林氏が生み出す、まるで戦場にカメラを持ち込んで撮影したかのような迫力のある殺陣が好評を得て、林氏はNHK大河ドラマを始め数多くの時代劇に携わりますが、2015年10月に惜しまれつつ逝去されました。そして、長きにわたりNHK大河ドラマの殺陣師だった林氏の意思を受け継ぎ「真田丸」で殺陣師を務めるのは、林氏の弟子であり「邦史朗」の名を引き継いだ中川邦史朗氏です。
出典:若駒プロ
なんと中川氏、この「真田丸」が殺陣師としてのデビュー作! 林氏が手ずから鍛えた中川氏の殺陣ということで、リアリティのある立ち回りは健在です!
また、若駒プロに所属する俳優さんも、主に殺陣シーンで大活躍しています。若駒に所属する俳優さんは時代劇をメインに長いキャリアを積まれた方が多く、着付けの難しい鎧や小手などの衣装もすべて自分で着ることが出来るのだとか。一見当たり前のように感じますが、立ち回りに参加する人員すべてに着付けの人間を宛がっていたら大変な労力と時間がかかりますよね。故・林邦史朗氏のプロとしてのこだわりがこんなところにも息づいています。
“関西系”と“関東系”が存在する!?
残念ながら、うどんのだしの味の話ではありません。テレビ放映される時代劇の殺陣スタイルには、なんと“関西系”と“関東系”とも言える違いが存在します。これは、時代劇を撮影するスタジオの影響があるというのが主な理由の1つです。
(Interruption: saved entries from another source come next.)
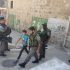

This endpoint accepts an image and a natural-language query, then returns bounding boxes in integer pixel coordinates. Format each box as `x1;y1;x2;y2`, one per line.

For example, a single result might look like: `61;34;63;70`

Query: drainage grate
2;59;17;67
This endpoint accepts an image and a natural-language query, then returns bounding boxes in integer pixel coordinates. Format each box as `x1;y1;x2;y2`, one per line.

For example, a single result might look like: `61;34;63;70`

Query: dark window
10;1;13;9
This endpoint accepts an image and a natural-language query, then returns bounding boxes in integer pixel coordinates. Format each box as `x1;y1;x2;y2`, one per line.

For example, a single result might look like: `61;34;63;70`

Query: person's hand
27;46;30;51
15;43;18;48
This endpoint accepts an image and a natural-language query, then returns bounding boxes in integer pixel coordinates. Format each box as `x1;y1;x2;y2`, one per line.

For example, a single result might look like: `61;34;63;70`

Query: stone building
7;0;70;30
0;0;69;49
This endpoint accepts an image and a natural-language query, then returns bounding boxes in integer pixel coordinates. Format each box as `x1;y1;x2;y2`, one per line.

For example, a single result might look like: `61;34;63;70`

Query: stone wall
7;0;70;29
47;18;69;46
7;0;70;47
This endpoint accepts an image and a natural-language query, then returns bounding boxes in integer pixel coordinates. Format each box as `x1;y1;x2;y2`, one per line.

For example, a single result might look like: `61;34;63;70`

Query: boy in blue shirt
15;29;29;63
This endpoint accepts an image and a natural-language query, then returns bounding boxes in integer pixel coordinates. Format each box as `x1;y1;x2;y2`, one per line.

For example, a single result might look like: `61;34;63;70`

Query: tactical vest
29;33;38;47
40;29;51;42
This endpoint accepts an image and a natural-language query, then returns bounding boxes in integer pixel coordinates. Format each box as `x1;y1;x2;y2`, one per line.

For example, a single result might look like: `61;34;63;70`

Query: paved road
0;44;70;70
0;30;69;70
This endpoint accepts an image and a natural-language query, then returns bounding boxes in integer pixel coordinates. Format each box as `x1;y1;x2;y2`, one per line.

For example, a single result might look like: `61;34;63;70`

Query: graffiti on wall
47;18;69;45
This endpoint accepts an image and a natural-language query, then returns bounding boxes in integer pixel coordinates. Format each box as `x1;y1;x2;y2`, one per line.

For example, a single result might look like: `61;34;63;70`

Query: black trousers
17;45;29;60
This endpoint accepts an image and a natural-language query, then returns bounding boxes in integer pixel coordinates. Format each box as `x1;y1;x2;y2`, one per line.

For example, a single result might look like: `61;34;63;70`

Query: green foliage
31;16;48;31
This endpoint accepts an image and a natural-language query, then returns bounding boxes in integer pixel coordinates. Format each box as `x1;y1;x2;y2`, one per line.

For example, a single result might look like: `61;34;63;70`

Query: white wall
47;18;69;46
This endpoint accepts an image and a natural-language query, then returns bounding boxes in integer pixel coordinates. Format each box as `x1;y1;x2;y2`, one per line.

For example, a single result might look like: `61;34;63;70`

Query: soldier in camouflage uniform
19;26;41;68
39;23;51;60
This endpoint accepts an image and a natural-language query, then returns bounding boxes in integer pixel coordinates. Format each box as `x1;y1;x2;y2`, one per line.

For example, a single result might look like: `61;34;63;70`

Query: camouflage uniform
23;33;40;63
39;28;51;59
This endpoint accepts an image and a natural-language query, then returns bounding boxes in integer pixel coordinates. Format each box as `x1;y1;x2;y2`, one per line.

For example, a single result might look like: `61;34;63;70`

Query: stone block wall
7;0;70;29
7;0;70;47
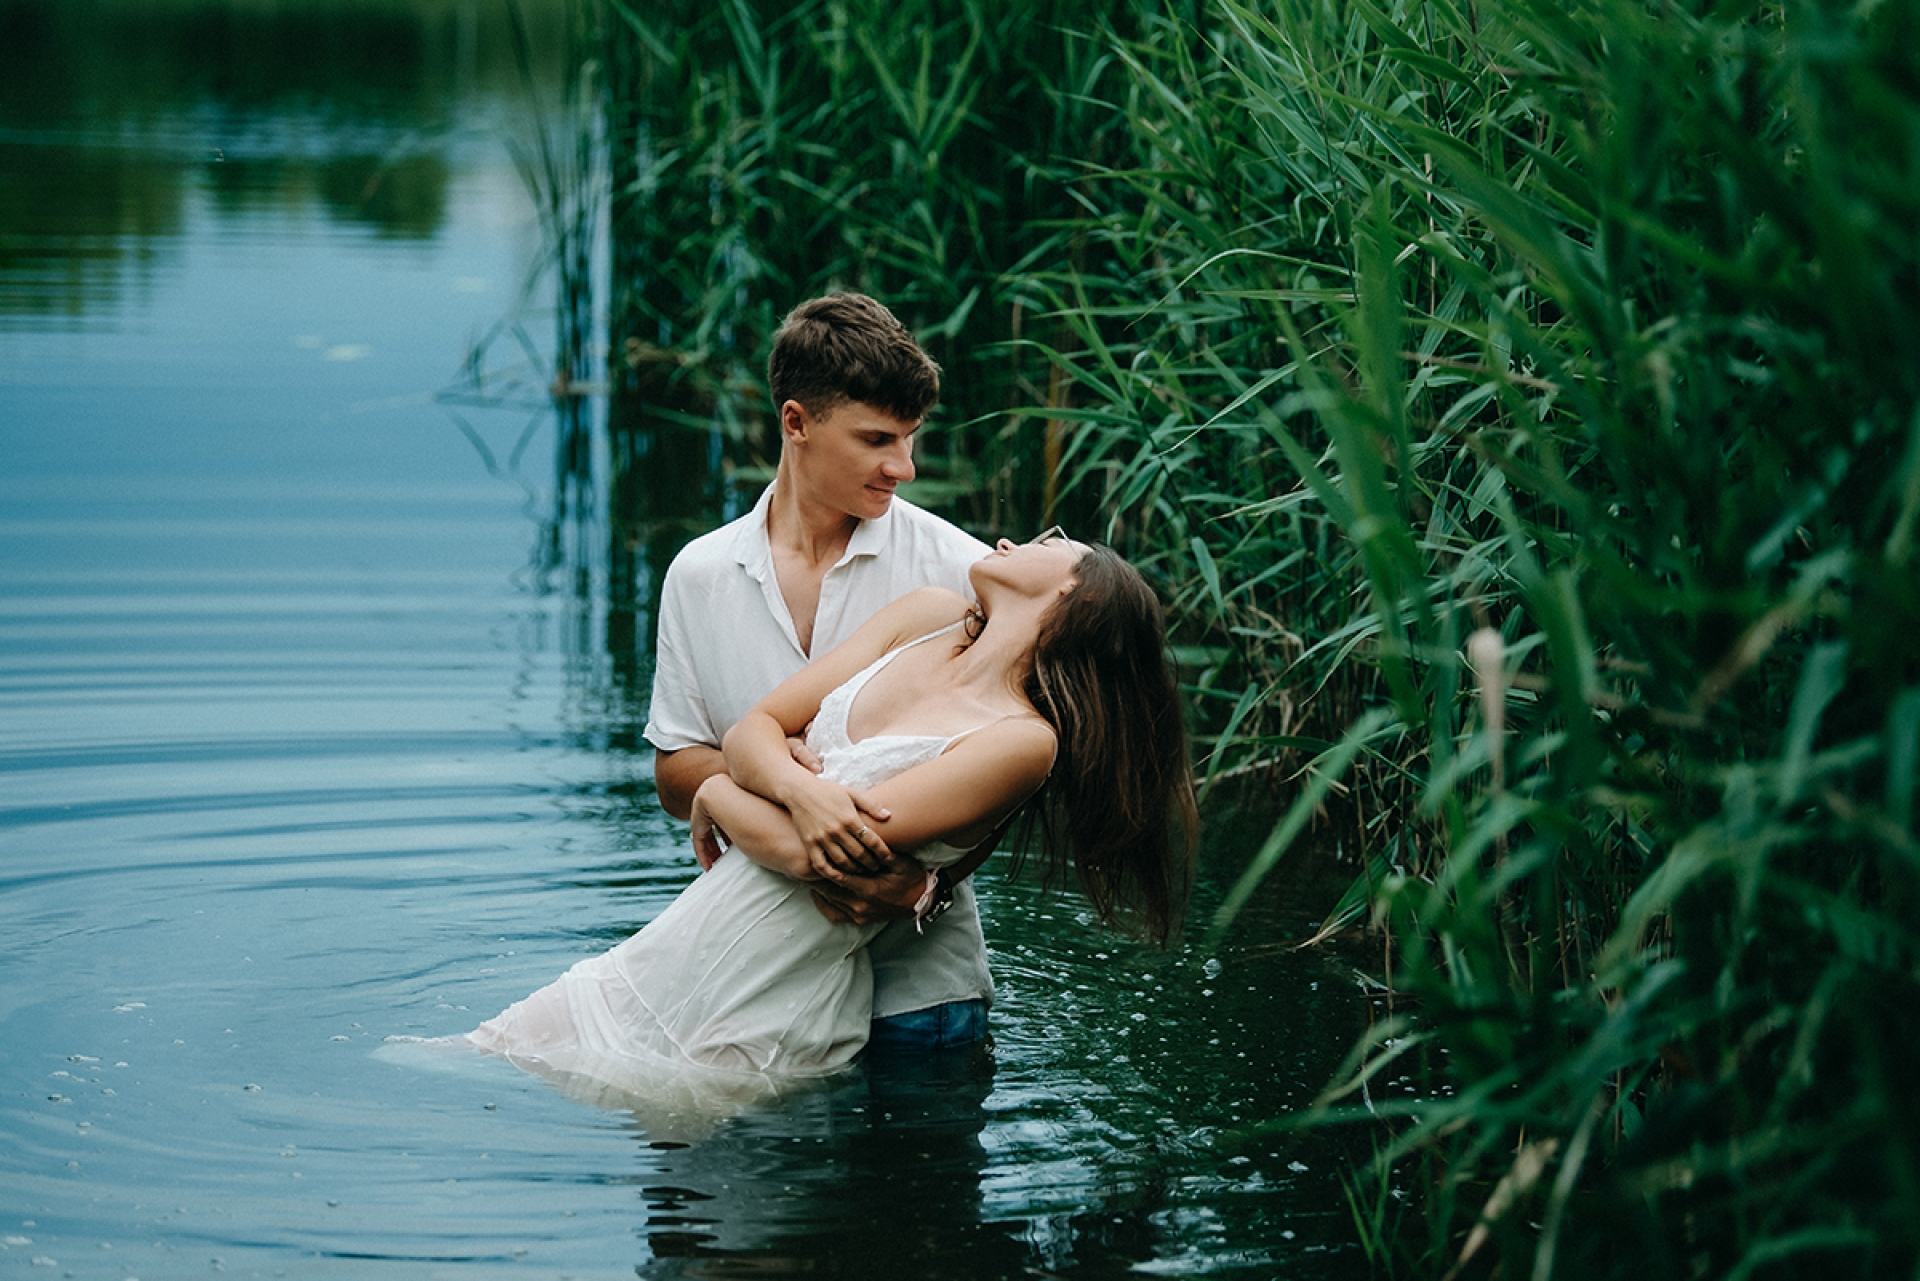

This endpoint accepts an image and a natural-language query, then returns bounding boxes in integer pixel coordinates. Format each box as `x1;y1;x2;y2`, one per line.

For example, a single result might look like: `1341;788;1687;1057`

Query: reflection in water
633;1045;1006;1278
605;393;734;732
0;0;564;327
580;855;1380;1279
0;141;183;324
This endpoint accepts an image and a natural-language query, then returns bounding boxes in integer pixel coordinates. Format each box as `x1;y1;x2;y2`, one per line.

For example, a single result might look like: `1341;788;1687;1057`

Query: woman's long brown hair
1011;546;1197;943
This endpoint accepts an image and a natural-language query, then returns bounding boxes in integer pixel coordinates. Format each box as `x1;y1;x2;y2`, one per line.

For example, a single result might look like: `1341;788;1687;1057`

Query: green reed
594;0;1206;522
571;0;1920;1273
1016;0;1920;1274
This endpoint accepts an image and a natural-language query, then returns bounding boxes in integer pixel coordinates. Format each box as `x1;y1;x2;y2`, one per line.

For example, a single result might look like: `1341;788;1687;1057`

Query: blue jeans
868;999;989;1053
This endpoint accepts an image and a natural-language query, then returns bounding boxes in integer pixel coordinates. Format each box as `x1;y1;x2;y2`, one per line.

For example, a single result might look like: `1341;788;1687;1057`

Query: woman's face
971;526;1088;602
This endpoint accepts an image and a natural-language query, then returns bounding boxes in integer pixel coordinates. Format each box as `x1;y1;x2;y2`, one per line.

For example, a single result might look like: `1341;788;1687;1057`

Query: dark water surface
0;4;1373;1276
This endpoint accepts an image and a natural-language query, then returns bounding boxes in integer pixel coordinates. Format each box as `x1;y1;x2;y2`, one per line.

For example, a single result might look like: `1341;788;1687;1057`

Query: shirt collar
842;498;895;566
733;484;776;578
735;482;897;574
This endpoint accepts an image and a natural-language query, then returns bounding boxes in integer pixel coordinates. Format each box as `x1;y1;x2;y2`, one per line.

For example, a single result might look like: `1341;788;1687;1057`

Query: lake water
0;3;1374;1276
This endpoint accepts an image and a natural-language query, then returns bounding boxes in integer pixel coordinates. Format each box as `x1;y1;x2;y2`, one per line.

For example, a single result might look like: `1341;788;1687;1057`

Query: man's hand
787;733;823;775
815;830;996;925
808;851;932;925
688;783;730;871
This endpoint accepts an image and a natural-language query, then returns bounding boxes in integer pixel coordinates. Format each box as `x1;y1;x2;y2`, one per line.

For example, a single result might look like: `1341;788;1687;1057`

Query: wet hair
1010;546;1198;944
767;292;941;424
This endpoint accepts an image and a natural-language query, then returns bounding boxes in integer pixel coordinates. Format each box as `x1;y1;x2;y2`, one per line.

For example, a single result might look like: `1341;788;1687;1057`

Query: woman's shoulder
953;710;1056;774
876;586;972;638
996;712;1058;760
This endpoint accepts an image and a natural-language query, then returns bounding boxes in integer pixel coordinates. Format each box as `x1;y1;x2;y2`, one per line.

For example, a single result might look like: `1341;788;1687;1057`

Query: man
644;292;995;1051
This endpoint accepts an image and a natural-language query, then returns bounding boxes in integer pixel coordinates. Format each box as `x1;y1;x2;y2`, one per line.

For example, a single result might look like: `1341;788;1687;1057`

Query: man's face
789;399;918;521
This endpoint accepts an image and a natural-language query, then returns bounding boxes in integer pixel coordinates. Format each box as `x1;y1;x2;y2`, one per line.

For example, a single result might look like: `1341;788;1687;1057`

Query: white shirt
644;485;995;1018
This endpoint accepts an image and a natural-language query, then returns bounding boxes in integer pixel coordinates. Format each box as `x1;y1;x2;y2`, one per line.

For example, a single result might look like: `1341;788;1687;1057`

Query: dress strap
940;715;1006;750
838;620;965;696
885;626;1044;751
827;619;972;748
896;618;967;653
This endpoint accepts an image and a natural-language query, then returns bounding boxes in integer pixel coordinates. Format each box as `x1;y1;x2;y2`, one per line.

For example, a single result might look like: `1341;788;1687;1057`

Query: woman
465;532;1195;1107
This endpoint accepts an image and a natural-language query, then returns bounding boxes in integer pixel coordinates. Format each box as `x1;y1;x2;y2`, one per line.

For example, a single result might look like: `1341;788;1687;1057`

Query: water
0;3;1375;1275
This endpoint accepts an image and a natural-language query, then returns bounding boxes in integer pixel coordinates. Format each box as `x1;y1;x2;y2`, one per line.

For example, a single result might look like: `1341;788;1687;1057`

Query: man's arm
654;745;726;822
657;739;824;824
688;773;812;877
691;779;996;924
809;834;995;925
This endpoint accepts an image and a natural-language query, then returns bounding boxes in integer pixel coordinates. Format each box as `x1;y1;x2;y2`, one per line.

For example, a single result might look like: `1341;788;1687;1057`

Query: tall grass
557;0;1920;1272
1022;0;1920;1274
595;0;1203;522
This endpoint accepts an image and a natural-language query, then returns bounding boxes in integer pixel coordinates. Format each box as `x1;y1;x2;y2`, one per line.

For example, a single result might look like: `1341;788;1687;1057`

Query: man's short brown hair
767;293;941;423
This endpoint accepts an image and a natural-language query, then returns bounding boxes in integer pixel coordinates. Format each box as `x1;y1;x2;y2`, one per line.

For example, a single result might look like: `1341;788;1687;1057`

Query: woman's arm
724;587;973;866
688;773;816;878
807;827;998;924
801;716;1056;886
698;715;1054;914
699;718;1053;891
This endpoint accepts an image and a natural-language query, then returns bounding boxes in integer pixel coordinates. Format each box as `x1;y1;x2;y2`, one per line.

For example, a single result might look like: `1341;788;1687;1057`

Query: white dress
465;627;981;1110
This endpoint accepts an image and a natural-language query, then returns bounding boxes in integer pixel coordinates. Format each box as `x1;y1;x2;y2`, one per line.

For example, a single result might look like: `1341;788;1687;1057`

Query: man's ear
779;399;810;445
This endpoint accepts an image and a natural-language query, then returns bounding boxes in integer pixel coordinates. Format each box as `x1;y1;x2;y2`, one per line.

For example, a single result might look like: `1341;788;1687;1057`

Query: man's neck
764;472;865;656
764;476;864;560
765;472;860;568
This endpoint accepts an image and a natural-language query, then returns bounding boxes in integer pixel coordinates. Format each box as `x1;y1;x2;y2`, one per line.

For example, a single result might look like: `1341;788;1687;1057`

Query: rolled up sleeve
642;561;718;753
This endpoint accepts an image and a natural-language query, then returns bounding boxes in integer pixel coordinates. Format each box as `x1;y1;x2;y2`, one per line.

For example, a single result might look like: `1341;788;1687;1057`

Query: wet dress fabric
466;628;980;1099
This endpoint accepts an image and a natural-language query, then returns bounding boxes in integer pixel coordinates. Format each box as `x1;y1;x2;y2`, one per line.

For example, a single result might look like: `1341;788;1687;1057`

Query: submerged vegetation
525;0;1920;1273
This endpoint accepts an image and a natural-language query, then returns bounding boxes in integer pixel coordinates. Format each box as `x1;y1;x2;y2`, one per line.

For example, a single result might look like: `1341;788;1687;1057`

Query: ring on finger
856;825;870;840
関西系の殺陣は、前章でも述べたような「舞のような殺陣」が主流で、次から次へと一太刀で敵を倒していく華やかさ・流麗さなどが特徴です。また一定の緩急のある立ち回りで、リズム感がありますね。「水戸黄門」や「暴れん坊将軍」などが代表的です。
Reference:YouTube
一方関東系の殺陣は、「リアリティのある殺陣」が主流で、例えば敵が振りかぶってきたところをギリギリで避けてから切るとか、敵に一太刀浴びせた後さらにダメ押しで刀を押し込むなどのハラハラ感・リアル感が特徴です。
こちらの動画は林氏主催の殺陣ライブの映像なのですが、1:40あたりからのもつれあいながら切りかかって最終的に馬乗りになったりする場面などは、関西系には見られない泥臭さがありますね!
Reference:YouTube
全体の構成としても、関西系はある一定の型に嵌った安心感のあるストーリー展開が魅力ですが、関東系はカメラワークやCGなど新しいものを積極的に取り入れて現代の時代劇を作っていこうという意気込みが感じられます。その他、チャンバラ的要素のあるものや、ワイヤーアクションなどのド派手な演出のものなど殺陣にも様々な種類があり、「殺陣」と一言に言っても実に奥深いです。